Christopher Bonasia
The Advocate
Increasing consolidation of agro-chemical companies and high grocery prices for consumers are straining the food system from both sides, while Canadian farmers are caught in the middle, a new report says.
The Canadian Anti-Monopoly Project’s report — From Plow to Pantry: Monopoly in the Canadian Food System — describes a “U-shaped power asymmetry,” with companies that buy inputs or purchase products at the upper ends, while “Canadian farmers are price-takers trapped in the middle.”
Andrew Nixon, one of the report’s authors, told a recent webinar that agricultural producers caught in this trend feel like they’re between “a rock and a hard place.”
Nixon noted that the price commodity squeeze has pushed some smaller producers to switch to selling higher-value products, but larger operations may be locked in by greater committed costs, like higher mortgages and more expensive equipment. He related one quote that summed up the dilemma, from a producer interviewed for the report who said their “vision in the last 25 years has been to basically take the path of least resistance on the easiest market.”
Farmers feeling trapped
“I’m talking about all farm organizations, farmers as a whole,” the producer continued. “And by doing that, we’ve now trapped ourselves. We’re basically following the map of the corporation.”
Cathy Holtslander, director of research and policy with the National Farmers Union, told the same webinar that similar consolidation a century ago gave rise to resistance by farmer organizations, which resulted in creation of the Canadian Wheat Board.
The report builds on one theme that is hammered on repeatedly in the national media — the rising price of groceries — while giving attention to the incessant pressure that industry consolidation places on Canadian farmers.

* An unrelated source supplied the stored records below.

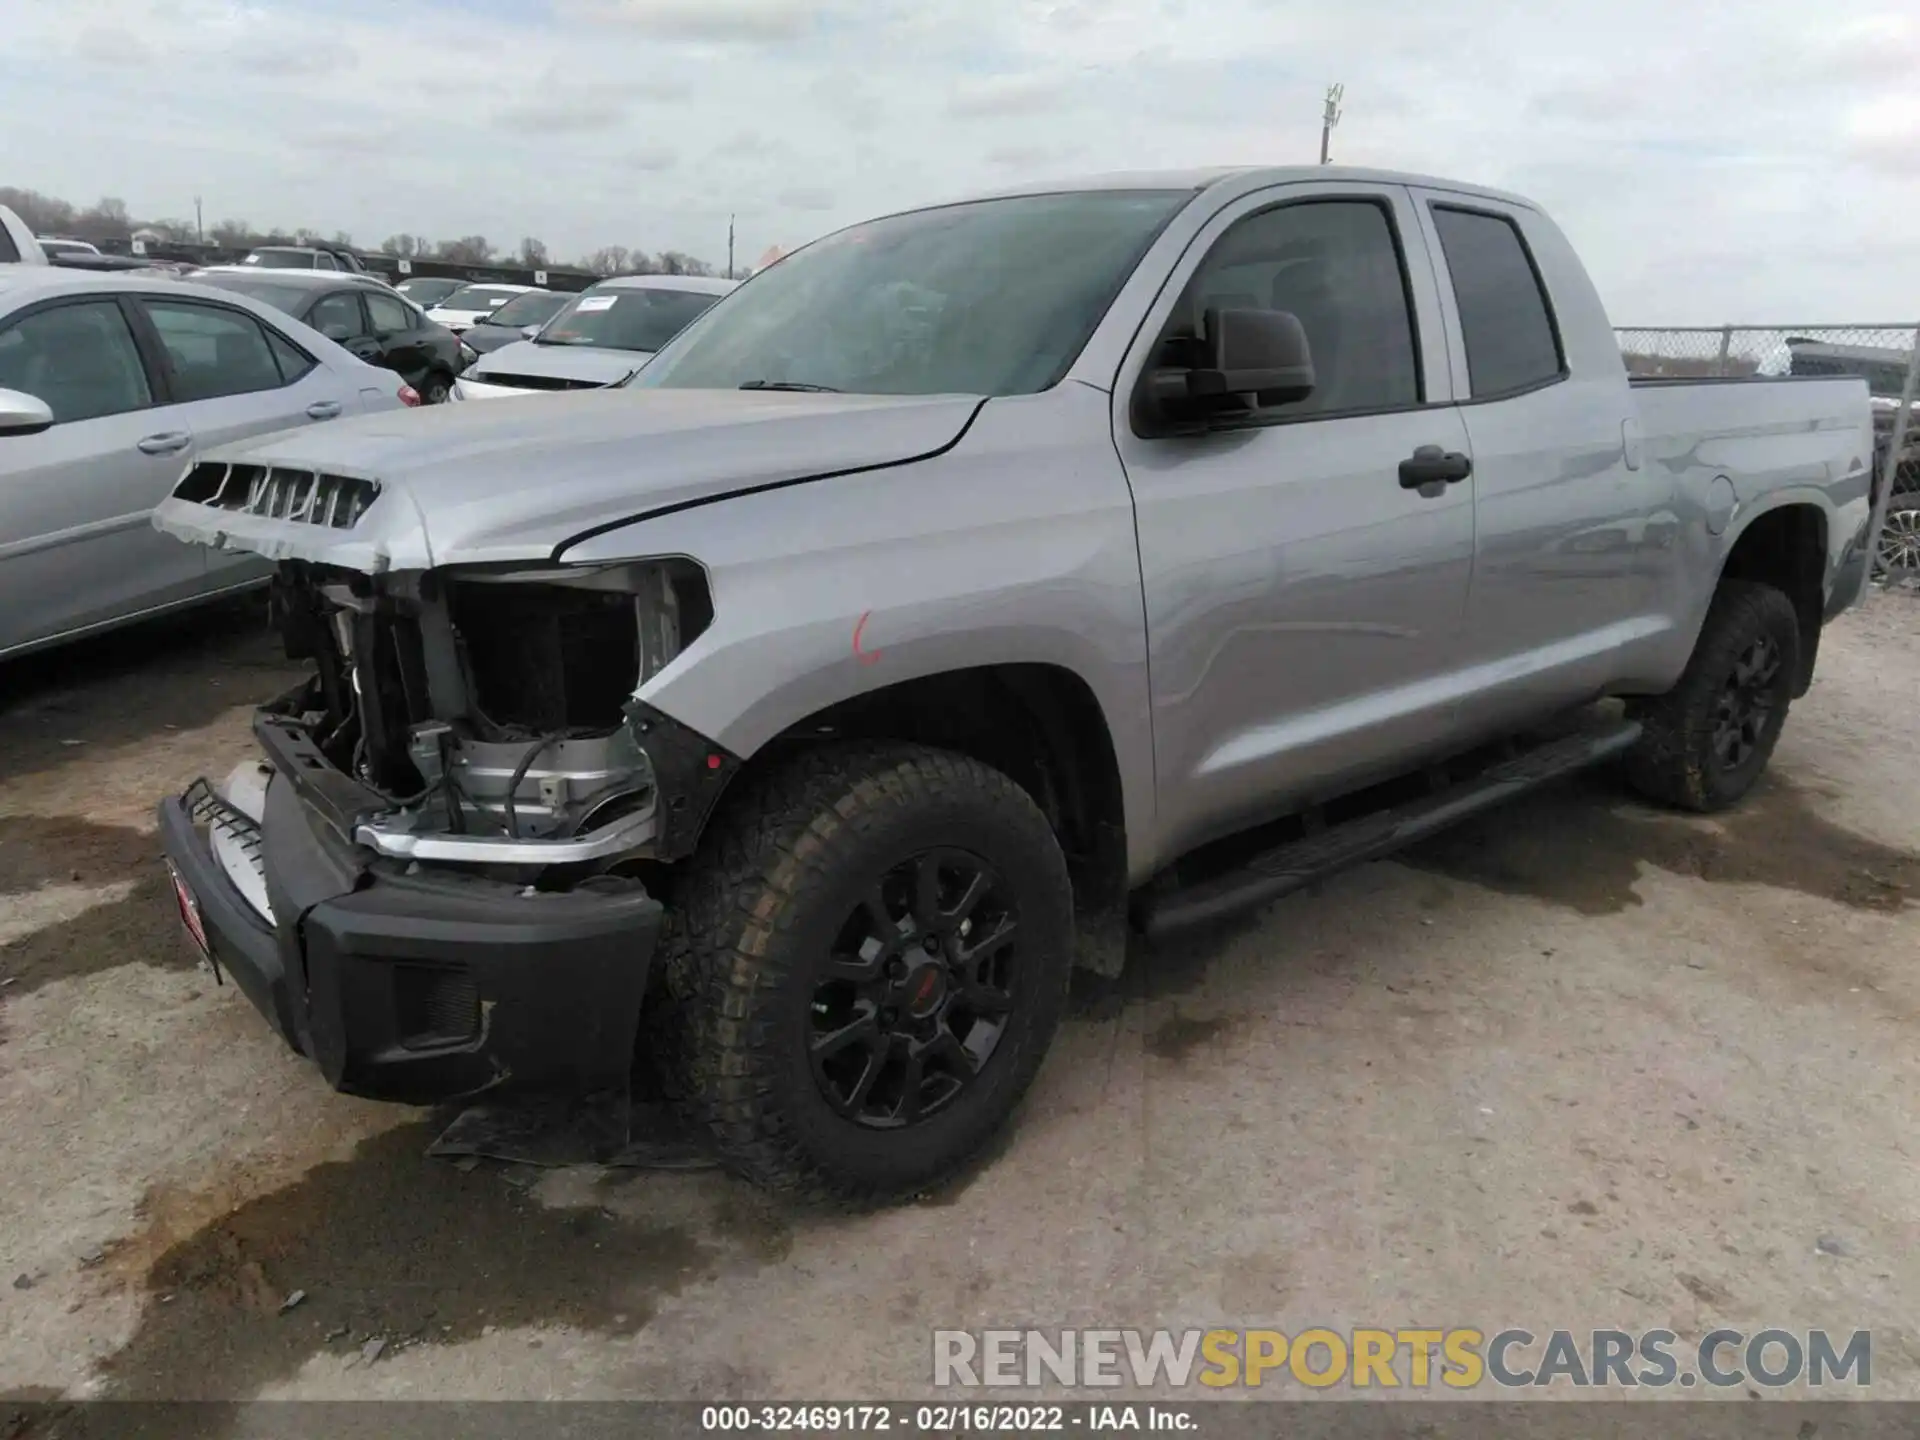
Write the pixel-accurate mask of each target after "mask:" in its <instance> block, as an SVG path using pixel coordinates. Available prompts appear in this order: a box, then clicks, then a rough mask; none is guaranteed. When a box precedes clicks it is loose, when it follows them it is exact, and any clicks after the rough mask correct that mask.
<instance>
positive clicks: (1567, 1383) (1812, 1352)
mask: <svg viewBox="0 0 1920 1440" xmlns="http://www.w3.org/2000/svg"><path fill="white" fill-rule="evenodd" d="M1872 1375H1874V1338H1872V1332H1870V1331H1851V1332H1845V1334H1841V1332H1830V1331H1784V1329H1766V1331H1755V1332H1751V1334H1749V1332H1745V1331H1711V1332H1709V1334H1705V1336H1701V1340H1699V1342H1697V1344H1690V1342H1684V1340H1680V1336H1678V1334H1674V1332H1672V1331H1638V1332H1632V1331H1549V1332H1546V1334H1534V1332H1532V1331H1521V1329H1507V1331H1494V1332H1486V1331H1482V1329H1475V1327H1453V1329H1396V1331H1388V1329H1367V1327H1359V1329H1352V1331H1332V1329H1308V1331H1298V1332H1294V1334H1286V1332H1283V1331H935V1332H933V1384H937V1386H958V1388H979V1386H1043V1384H1064V1386H1121V1384H1133V1386H1137V1388H1150V1386H1173V1388H1185V1386H1190V1384H1202V1386H1210V1388H1260V1386H1284V1384H1300V1386H1308V1388H1315V1390H1323V1388H1329V1386H1336V1384H1346V1386H1352V1388H1356V1390H1367V1388H1380V1390H1398V1388H1409V1390H1427V1388H1432V1386H1446V1388H1452V1390H1473V1388H1476V1386H1484V1384H1494V1386H1500V1388H1509V1390H1511V1388H1540V1386H1572V1388H1594V1386H1601V1388H1611V1386H1628V1388H1640V1386H1653V1388H1659V1386H1684V1388H1686V1386H1709V1388H1730V1386H1740V1384H1749V1386H1768V1388H1780V1386H1788V1384H1797V1382H1805V1384H1809V1386H1824V1384H1851V1386H1866V1384H1870V1382H1872Z"/></svg>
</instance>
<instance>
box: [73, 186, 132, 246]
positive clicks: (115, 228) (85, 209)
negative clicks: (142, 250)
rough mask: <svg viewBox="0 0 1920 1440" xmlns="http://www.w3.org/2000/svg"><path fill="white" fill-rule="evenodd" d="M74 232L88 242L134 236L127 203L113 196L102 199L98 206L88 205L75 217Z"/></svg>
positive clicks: (73, 227)
mask: <svg viewBox="0 0 1920 1440" xmlns="http://www.w3.org/2000/svg"><path fill="white" fill-rule="evenodd" d="M73 230H75V234H84V236H86V238H88V240H125V238H127V236H129V234H132V219H131V217H129V215H127V202H125V200H117V198H113V196H106V198H102V202H100V204H98V205H88V207H86V209H83V211H81V213H79V215H75V217H73Z"/></svg>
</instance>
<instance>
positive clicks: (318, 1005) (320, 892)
mask: <svg viewBox="0 0 1920 1440" xmlns="http://www.w3.org/2000/svg"><path fill="white" fill-rule="evenodd" d="M336 780H338V781H344V783H348V785H351V783H353V781H351V780H348V778H346V776H338V772H336ZM313 799H315V804H307V803H305V801H303V799H301V793H300V791H298V789H296V781H292V780H288V776H286V772H276V774H275V776H273V778H271V780H269V781H267V789H265V801H263V808H261V816H259V824H257V835H255V837H253V839H255V841H257V845H255V847H253V854H255V864H257V868H259V872H261V876H263V879H265V889H267V897H269V908H271V914H273V920H267V918H265V916H263V914H261V912H259V910H257V908H255V906H253V904H252V902H250V900H248V899H246V895H244V893H242V889H240V887H238V885H236V883H234V881H232V879H230V877H228V872H227V870H225V868H223V866H221V862H219V858H217V856H215V852H213V845H211V841H209V835H207V814H209V797H207V793H205V791H204V787H196V789H194V791H188V795H182V797H175V799H167V801H163V803H161V806H159V828H161V843H163V847H165V854H167V864H169V866H171V868H173V874H175V877H177V879H179V881H180V885H184V887H186V891H190V895H192V899H194V902H196V906H198V920H200V925H202V931H204V933H205V941H207V948H209V952H211V958H213V962H215V964H217V966H219V970H221V972H225V973H228V975H232V977H234V981H236V983H238V987H240V991H242V993H244V995H246V996H248V1000H252V1002H253V1008H255V1010H259V1012H261V1016H265V1018H267V1021H269V1023H271V1025H273V1029H275V1031H276V1033H278V1035H280V1037H282V1039H284V1041H286V1043H288V1044H290V1046H292V1048H294V1050H296V1052H300V1054H303V1056H307V1058H311V1060H313V1062H315V1064H317V1066H319V1069H321V1073H323V1075H324V1077H326V1081H328V1083H330V1085H332V1087H334V1089H338V1091H346V1092H349V1094H365V1096H372V1098H382V1100H405V1102H413V1104H430V1102H438V1100H449V1098H459V1096H468V1094H474V1092H478V1091H499V1089H511V1091H543V1092H545V1091H561V1092H570V1094H584V1092H595V1091H611V1089H624V1087H626V1081H628V1075H630V1071H632V1064H634V1043H636V1033H637V1029H639V1006H641V998H643V995H645V987H647V972H649V968H651V960H653V950H655V947H657V943H659V935H660V924H662V908H660V902H659V900H655V899H653V897H649V895H647V893H645V889H643V887H641V885H639V883H637V881H622V879H611V877H609V879H601V881H595V885H601V887H599V889H588V887H580V889H574V891H568V893H553V895H549V893H528V891H526V887H518V885H509V883H501V881H493V879H480V877H476V876H468V874H459V872H444V870H440V872H434V870H424V868H420V866H396V864H394V862H380V860H374V856H372V852H371V851H367V849H363V847H357V845H351V843H349V841H346V839H342V835H340V833H338V831H336V828H334V826H332V824H328V820H326V818H324V816H326V812H328V799H330V797H324V795H317V797H313ZM332 799H338V797H332ZM196 812H198V814H196Z"/></svg>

For the most part, Canadians’ anger has been directed at the grocery sector, as Canada’s three top grocery companies have increased profits by 50 per cent in the past four years, even while the number of Canadians accessing food banks rose 78.5 per cent. The high profits in recent years has been the focus of several parliamentary hearings.
But when it comes to consolidation on the other side of the food system, regulators have been less visibly proactive — with 31 significant mergers and acquisitions reviewed by Canada’s Competition Bureau since 2000. None of those mergers have been blocked.
Mergers continue
Meanwhile, a possible merger of agri-business giants Bunge and Viterra is currently pending.
The ongoing consolidation undermines farmer autonomy by removing options for purchasing inputs and by slowing research and development. Ultimately, they constrict the options available to producers. At the same time, companies are profiting from farmers’ personal data that is now also being resold by equipment manufacturers and seed and chemical companies to inform yield and weather data sets.
Opportunities for selling products is also limited as Canadian grain trading and port terminal capacity is largely concentrated among four companies: Richardson, G3, Cargill and Viterra. That consolidation will only become more acute if the pending Bunge-Viterra merger proceeds.
“All along the agricultural supply chain, Canadian consumers, producers and entrepreneurs face fewer choices and are forced to contend with domestic and global giants,” the Canadian Anti-Monopoly Project reports.
“While the sticker shock now familiar to Canadians is one consequence of this path, there are more subtle ways in which consolidation of the supply chain causes harm.”